We all know that former Senate candidate Todd Akin decided to go out on a limb and discuss something he knew little or nothing about when he discussed female ovulation and “legitimate rape.” His fellow Republican Richard Mourdock from Indiana had similar comments. They both lost their Senate races. Now, for some reason, Representative Phil Gingrey, Republican from Georgia who was also a physician (OB/GYN), has decided to throw his “knowledge” into the ring. The Marietta Daily Journal reported:
In Missouri, Todd Akin … was asked by a local news source about rape and he said, “Look, in a legitimate rape situation” — what he meant by legitimate rape was just look, someone can say I was raped: a scared-to-death 15-year-old that becomes impregnated by her boyfriend and then has to tell her parents, that’s pretty tough and might on some occasion say, “Hey, I was raped.” That’s what he meant when he said legitimate rape versus non-legitimate rape. I don’t find anything so horrible about that. But then he went on and said that in a situation of rape, of a legitimate rape, a woman’s body has a way of shutting down so the pregnancy would not occur. He’s partly right on that. …
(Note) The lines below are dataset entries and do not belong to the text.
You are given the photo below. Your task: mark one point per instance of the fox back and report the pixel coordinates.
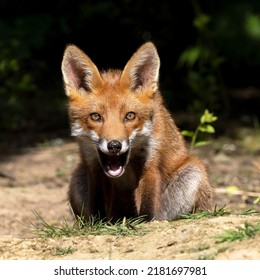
(133, 158)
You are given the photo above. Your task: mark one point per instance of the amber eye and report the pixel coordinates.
(130, 116)
(96, 117)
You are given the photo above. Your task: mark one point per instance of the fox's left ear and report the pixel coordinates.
(142, 70)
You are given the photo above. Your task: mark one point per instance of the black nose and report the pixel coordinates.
(114, 146)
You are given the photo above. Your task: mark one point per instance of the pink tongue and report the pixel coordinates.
(115, 170)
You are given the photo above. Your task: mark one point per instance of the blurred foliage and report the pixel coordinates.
(206, 49)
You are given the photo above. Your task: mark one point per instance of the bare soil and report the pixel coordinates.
(37, 178)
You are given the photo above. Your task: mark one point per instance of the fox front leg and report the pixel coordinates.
(147, 196)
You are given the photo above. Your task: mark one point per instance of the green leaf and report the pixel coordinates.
(208, 117)
(201, 21)
(187, 133)
(207, 128)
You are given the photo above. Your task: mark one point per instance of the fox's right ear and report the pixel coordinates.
(79, 72)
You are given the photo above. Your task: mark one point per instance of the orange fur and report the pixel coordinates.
(133, 157)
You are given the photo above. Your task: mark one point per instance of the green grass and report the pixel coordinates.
(94, 226)
(241, 233)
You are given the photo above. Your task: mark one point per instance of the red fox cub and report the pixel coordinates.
(133, 158)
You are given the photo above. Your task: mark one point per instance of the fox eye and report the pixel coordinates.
(130, 116)
(96, 117)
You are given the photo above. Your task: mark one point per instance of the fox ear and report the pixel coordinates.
(142, 70)
(79, 72)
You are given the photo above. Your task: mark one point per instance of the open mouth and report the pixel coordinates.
(113, 165)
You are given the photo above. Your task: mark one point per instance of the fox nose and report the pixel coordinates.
(114, 146)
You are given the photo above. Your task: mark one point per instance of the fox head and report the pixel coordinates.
(113, 109)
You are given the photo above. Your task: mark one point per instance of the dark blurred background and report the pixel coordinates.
(209, 50)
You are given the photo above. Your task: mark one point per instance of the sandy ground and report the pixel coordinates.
(36, 179)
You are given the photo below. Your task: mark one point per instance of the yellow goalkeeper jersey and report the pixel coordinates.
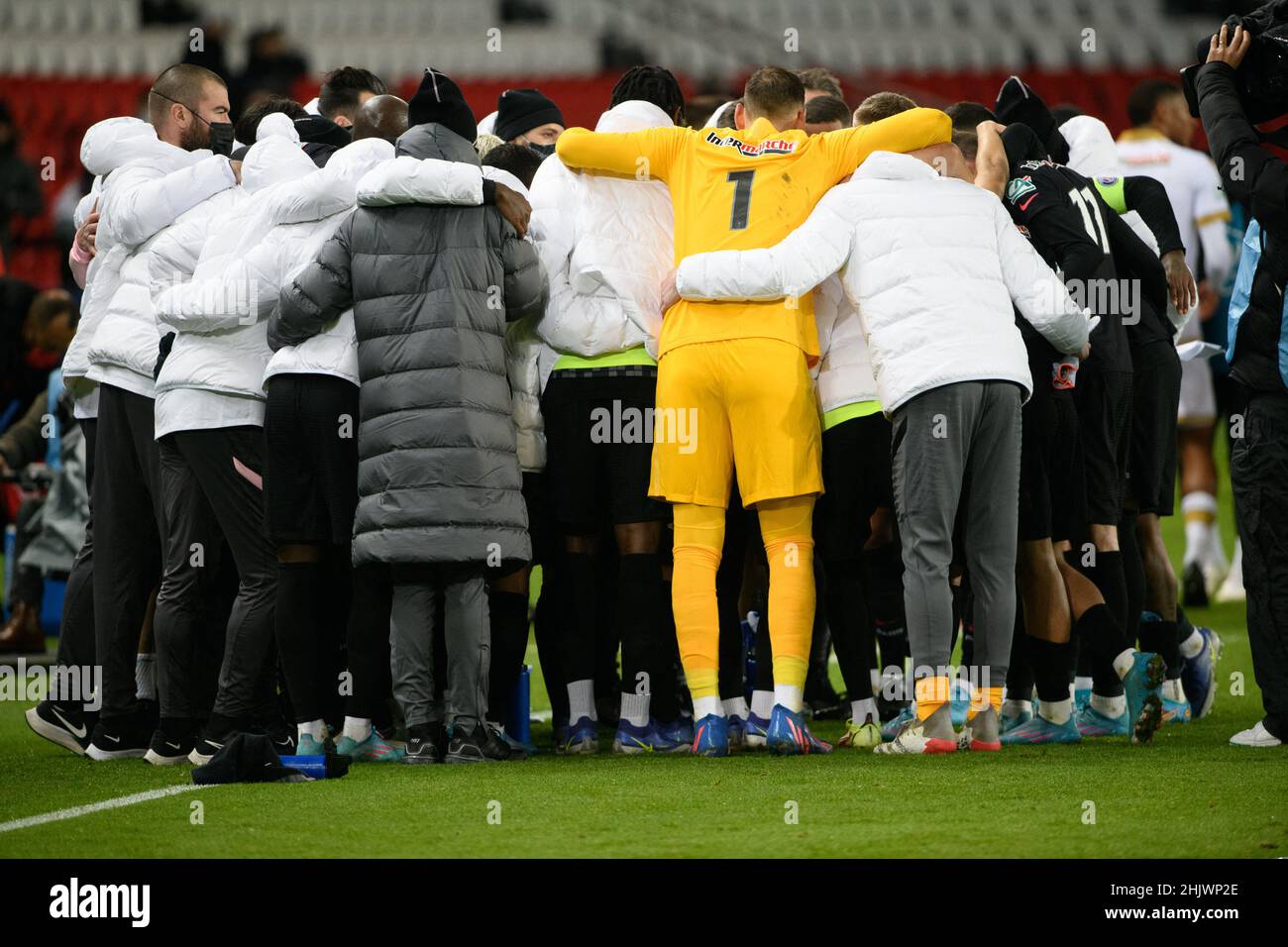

And I’ve delivered lots of babies, and I know about these things. It is true. We tell infertile couples all the time that are having trouble conceiving because of the woman not ovulating, “Just relax. Drink a glass of wine. And don’t be so tense and uptight because all that adrenaline can cause you not to ovulate.” So he was partially right wasn’t he? But the fact that a woman may have already ovulated 12 hours before she is raped, you’re not going to prevent a pregnancy there by a woman’s body shutting anything down because the horse has already left the barn, so to speak. And yet the media took that and tore it apart.
Well, this proves that ignorance about female fertilization is not limited to those outside of the medical profession. Look, I am not an OB/GYN, but I have delivered over 1000 babies. But delivering a baby does not necessarily mean that you know anything about the female reproductive cycle. One would hope that an OB/GYN, Republican or Democrat, liberal or conservative, would stay away from saying blatantly stupid things about medicine. As a doctor, I would hope that a fellow colleague, especially when microphones are stuck in his face, would stick to the facts. He would not venture into the mystical remedies that one would find on Dr. Kildare or Marcus Welby, M.D. This Is the year 2013. We actually do have data. There is no data (that I know of) to suggest that a woman having “a glass of wine” has any relationship to her ovulatory cycle. As a matter of fact, there’s actually data suggesting the exact opposite. Now, is it possible that a woman who is trying to get pregnant and is stressed out over the fact that she has not gotten pregnant could change her ovulatory cycle due to secondary distress? Sure. This situation is far different from rape. This situation is something that would have been going on for months, if not years, and is causing a lot of mental anxiety. This is completely different from a situation of rape. Rape is a situation that occurs over minutes to hours.
I think that it is time for Dr. Phil Gingrey to go back to the textbooks.